A. Faculty members who suspect that a student has committed an act of academic misconduct may talk with the student to resolve any questions they may have. But according to Bucknell’s policy, if the professor suspects or believes that academic misconduct has occurred, rather than make a determination that a student is responsible and impose a penalty, s/he is required to bring the case to the Board of Review on Academic Responsibility through the associate dean of the college. The associate dean will then contact the student.
Q. How can I be considered responsible of academic misconduct if I didn’t realize that what I was doing is wrong?
A. Students are responsible for knowing what constitutes academic misconduct and for asking their professors for clarification whenever they have questions. Unauthorized collaboration and plagiarism (particularly paraphrasing) are two kinds of academic misconduct about which students frequently say they didn’t fully understand the rules. All first-year students are required to pass an on-line interactive academic responsibility orientation during the summer before they arrive on campus. Review the Definitions of Academic Irresponsibility. We also provide tips about How to Avoid Academic Irresponsibility.
Q. What should I do if I know that another student has committed an act of academic misconduct?
A. You should report it to the professor of the course, who will investigate and initiate action if there is evidence of misconduct.
Q. What are the penalties for academic misconduct?

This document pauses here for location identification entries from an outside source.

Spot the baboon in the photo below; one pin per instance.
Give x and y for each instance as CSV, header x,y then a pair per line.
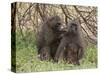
x,y
45,54
49,37
71,45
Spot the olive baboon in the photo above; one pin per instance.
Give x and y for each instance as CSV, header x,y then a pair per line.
x,y
48,37
71,47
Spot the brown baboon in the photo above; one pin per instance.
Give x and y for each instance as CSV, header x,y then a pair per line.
x,y
71,47
49,37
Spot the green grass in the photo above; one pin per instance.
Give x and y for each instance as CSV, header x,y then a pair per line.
x,y
27,60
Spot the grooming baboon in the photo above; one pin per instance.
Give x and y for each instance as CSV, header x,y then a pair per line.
x,y
71,47
49,37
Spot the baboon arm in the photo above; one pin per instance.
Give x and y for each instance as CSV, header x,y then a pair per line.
x,y
80,53
60,50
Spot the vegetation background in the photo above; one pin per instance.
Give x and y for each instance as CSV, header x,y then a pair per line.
x,y
26,21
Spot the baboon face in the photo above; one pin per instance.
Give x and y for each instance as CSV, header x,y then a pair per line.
x,y
73,28
56,24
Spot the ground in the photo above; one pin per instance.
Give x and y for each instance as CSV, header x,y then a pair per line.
x,y
27,60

A. That depends on the severity of the situation. The penalties normally range from a zero on the assignment to an F in the course for a first offense. If a student is found responsible of a second offense, the penalty is usually a one-semester academic suspension. A third offense generally results in permanent expulsion.
Q. How does the University keep the records of academic misconduct cases?
A. The files on academic misconduct cases are kept separately in the Registrar’s Office, and there is no mention on the student’s transcript. If the Board of Review imposes a penalty that is less severe than an F in the course, the records are shredded when the student graduates unless the student is a senior, in which case the records are shredded a year after graduation. If the penalty is an F in the course, suspension, or expulsion the University keeps those records indefinitely. The Registrar’s Office puts a summary of kinds of cases and the penalties imposed on Banner Web, but there is no specific information about the student or the course in which the misconduct occurred.
Q. If I have been found responsible of academic misconduct but the records have been destroyed, what should I say if I am asked on an application for graduate school or employment whether I have ever been accused or found responsible of academic misconduct?
A. The only truthful answer to the question is "yes," but you can explain the University’s policy on record keeping (see above question) and the circumstances of your own case.
Q. Does the University ever reveal that a student has been found responsible of academic misconduct?
A. If a person or agency has a right to know that information (a prospective employer or graduate school admissions counselor, for instance), we are obliged to answer truthfully if they ask for the information. But we do not offer the information without being asked for it. If we are asked for this information after the University has destroyed the records of a particular case, we would tell the person or agency that we have no record of any academic misconduct. We do not contact parents and can only talk with parents about a student’s personal information if the student has signed a release form.